A base for counseling may be provided by mathematical models, which predict BRCA1/2 carrier probabilities and cancer risk. A number of models have been suggested in the literature (15–21). Several of these are logistic regression models that use descriptive measures of family history and may be implemented by adding other non-genetic risk factors. An alternative approach is to base predictions on a genetic model for the disease, for example the Claus (15–16) or Gail models (17,18,21). However, genetic susceptibility to BC is more complex than these models suggest. As has been previously mentioned, BRCA1/2 genes explain just a small proportion of hereditary BC. Different studies focused on the association between BC risk and 8 common alleles, each conferring a relative BC risk <1.5 (14,32–34). It is important to highlight that the attributable risk of these alleles is relatively high (13–16% for the allele of stronger effect) as they occur at a high frequency in the general population. However, the variants may only explain a proportion of BC when they perform a causal role (33,34).

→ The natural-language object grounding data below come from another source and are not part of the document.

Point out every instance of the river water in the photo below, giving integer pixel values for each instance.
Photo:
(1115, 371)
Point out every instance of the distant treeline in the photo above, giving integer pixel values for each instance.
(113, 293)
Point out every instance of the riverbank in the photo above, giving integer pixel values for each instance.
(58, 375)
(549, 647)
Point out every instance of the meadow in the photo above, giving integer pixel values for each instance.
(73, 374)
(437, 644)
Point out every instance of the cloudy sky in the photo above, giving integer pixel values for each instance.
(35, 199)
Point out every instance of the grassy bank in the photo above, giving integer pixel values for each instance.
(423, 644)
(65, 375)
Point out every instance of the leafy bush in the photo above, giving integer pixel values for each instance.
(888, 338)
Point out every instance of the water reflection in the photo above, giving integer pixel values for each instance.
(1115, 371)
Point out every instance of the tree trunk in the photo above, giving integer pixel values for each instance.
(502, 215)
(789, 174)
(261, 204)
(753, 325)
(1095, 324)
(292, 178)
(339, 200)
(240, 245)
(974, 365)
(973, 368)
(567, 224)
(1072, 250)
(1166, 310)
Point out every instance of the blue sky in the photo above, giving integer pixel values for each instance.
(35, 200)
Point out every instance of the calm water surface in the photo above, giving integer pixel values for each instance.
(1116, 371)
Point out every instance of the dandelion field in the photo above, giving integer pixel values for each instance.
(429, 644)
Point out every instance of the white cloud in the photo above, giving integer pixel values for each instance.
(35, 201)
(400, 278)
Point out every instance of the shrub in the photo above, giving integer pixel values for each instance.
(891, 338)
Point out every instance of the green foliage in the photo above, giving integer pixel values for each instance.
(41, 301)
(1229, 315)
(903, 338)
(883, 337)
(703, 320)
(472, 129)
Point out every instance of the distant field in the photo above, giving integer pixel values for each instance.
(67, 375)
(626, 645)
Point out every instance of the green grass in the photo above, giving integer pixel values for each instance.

The present study focused on the estimation of h2 of BC susceptibility through 6 common variants used as instrumental variables in 52 Apulian nuclear families, with a relevant family history of BC. In addition, BC data analysis was performed for the first time by applying the ACE model on the liability scores, Y*, of BC. This is defined by the liability of BC as predicted by SNPs that are not statistically associated with the disease, in addition to the unobserved terms representing the variation in liability of BC, unexplained by SNPs.
Family information and genotypes were used to estimate h2 in extended and nuclear pedigrees. Comparable results were obtained in the two cases (0.407±0.19 and 0.359±0.17, respectively). This first result indicates a fairly strong additive genetic effect of BC susceptibility scores, Y*. The possibility to analyze extended and nuclear pedigrees allows more precise and detailed estimations of variances to be obtained. However, no statistically significance was observed with household and sib-household effects, while the additive genetic component (h2) was fairly strong and significant. It is not possible to compare the results of the present study with the literature as no other similar study regarding BC h2 has been performed previously.
Antoniou et al (35) developed a model using complex segregation analysis of breast and ovarian cancer occurrence. It allowed for the simultaneous effect of BRCA1 and BRCA2 and the effect of low-penetrance genes with multiplicative effects on BC risk. The results of the present study demonstrated that the presence of deleterious mutations in BRCA1 genes have to be considered in the estimation of polygenic risk. The largest limitation of the present study was the sample size. The number of pedigrees and other SNPs correlated with BC by GWAS studies needs to be considered to improve the power of the study. It is important to highlight that h2 estimation is a snapshot of a moment in a limited geographical region and is not universally applicable.
Although the cohort size needs to be enlarged, the preliminary results are encouraging. The present study indicated the importance of the evaluation and consideration of the six SNPs, used as instrumental variables, in index patients in order to obtain improved genetic models useful for h2 analysis.
The present study was partially funded by Regione Puglia (DIEF 2011).